The younger generation of filmmakers is led by Fay Sam Ang, director of last year's

hit Giant Snake. Sam Ang says piracy has seriously damaged the film industry, and

it will not have a future unless copyrights are protected. Although his $200,000

movie did turn a small profit, the country's VCD market was flooded with pirate copies

that ate into investor returns.

He agrees Cambodia's potential film producers have taken a wait-and-see attitude

to Decho Domden, but says nothing will dissuade him from making more films.

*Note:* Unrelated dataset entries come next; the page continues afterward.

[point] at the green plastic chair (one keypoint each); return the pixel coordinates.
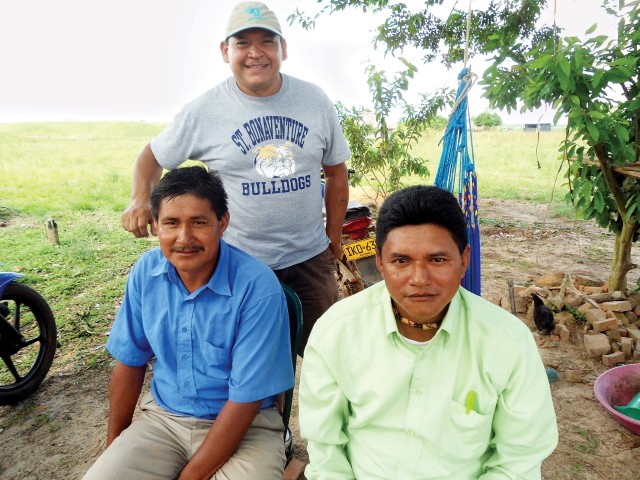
(295, 328)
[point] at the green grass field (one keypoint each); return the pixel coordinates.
(80, 175)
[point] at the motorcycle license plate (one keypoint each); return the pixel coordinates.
(360, 249)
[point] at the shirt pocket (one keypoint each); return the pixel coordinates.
(218, 360)
(466, 434)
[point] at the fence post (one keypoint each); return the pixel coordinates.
(52, 231)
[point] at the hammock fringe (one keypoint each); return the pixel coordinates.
(455, 160)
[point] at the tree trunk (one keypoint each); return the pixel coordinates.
(621, 262)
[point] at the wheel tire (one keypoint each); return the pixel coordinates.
(21, 296)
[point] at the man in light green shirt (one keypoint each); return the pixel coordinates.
(417, 378)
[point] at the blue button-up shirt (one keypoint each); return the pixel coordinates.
(228, 340)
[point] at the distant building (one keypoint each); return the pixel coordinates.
(534, 127)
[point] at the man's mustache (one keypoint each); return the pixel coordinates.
(190, 248)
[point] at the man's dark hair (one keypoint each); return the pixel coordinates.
(196, 181)
(418, 205)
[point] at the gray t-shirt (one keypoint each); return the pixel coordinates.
(269, 152)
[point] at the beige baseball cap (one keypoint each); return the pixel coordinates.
(247, 15)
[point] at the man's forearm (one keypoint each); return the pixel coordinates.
(336, 200)
(146, 174)
(124, 390)
(223, 439)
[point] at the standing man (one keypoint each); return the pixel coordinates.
(215, 319)
(416, 378)
(269, 136)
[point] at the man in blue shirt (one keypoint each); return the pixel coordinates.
(215, 319)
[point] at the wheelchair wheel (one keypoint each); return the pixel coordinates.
(24, 361)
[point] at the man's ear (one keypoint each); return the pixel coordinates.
(379, 264)
(465, 258)
(224, 222)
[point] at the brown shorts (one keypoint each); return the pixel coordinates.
(315, 283)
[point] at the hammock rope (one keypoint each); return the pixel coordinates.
(458, 158)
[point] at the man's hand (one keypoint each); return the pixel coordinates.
(124, 389)
(146, 175)
(223, 439)
(137, 218)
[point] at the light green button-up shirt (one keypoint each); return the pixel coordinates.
(474, 403)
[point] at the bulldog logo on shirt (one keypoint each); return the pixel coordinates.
(274, 161)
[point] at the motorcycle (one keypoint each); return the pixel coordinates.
(28, 339)
(357, 269)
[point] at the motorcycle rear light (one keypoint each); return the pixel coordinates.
(356, 224)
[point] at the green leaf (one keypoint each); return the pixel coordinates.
(599, 202)
(540, 62)
(594, 133)
(565, 66)
(629, 213)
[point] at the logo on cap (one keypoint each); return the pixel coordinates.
(255, 14)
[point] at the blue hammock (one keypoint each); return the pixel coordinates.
(454, 160)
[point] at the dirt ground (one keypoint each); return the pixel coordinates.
(60, 430)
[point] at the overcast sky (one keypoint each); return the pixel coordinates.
(143, 59)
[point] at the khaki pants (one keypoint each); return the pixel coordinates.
(158, 444)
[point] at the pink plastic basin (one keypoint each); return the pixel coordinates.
(617, 387)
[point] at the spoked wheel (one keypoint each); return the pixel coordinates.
(28, 341)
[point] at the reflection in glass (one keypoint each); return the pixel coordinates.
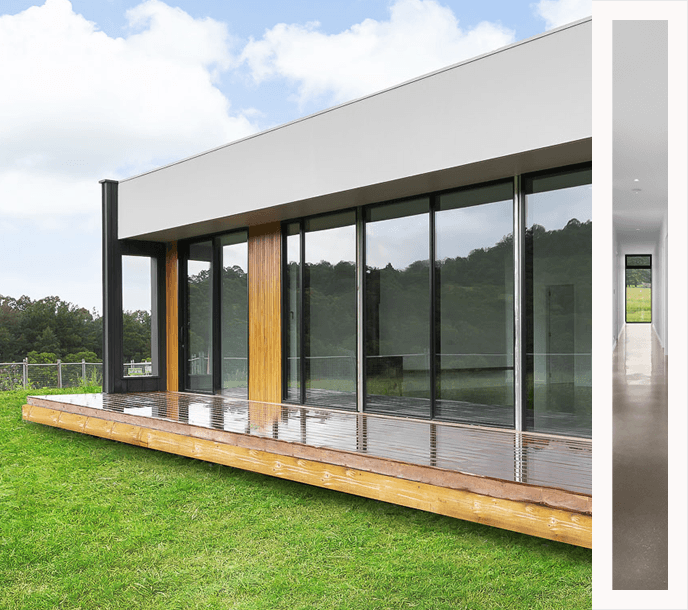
(474, 312)
(397, 310)
(292, 346)
(199, 307)
(138, 343)
(558, 334)
(234, 303)
(330, 310)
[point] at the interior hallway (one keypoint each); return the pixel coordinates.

"I will not retreat. Cambodia is only known for karaoke but I want to disseminate

Khmer films on the international stage. I will make a new film every one or two years,"

he says.

The first of those films is likely to be Pkah Srapoun (Faded Flower), a tragic love

story in a colonial setting. His next project will likely see a race between Cambodia's

youngest filmmaker and its elder statesman. Sam Ang, like Bun Yim, is looking at

directing a version of Tum Teauv. And if the weekend crowds at Decho Domden are any

guide, then the audience may well be big enough for both films and many more besides.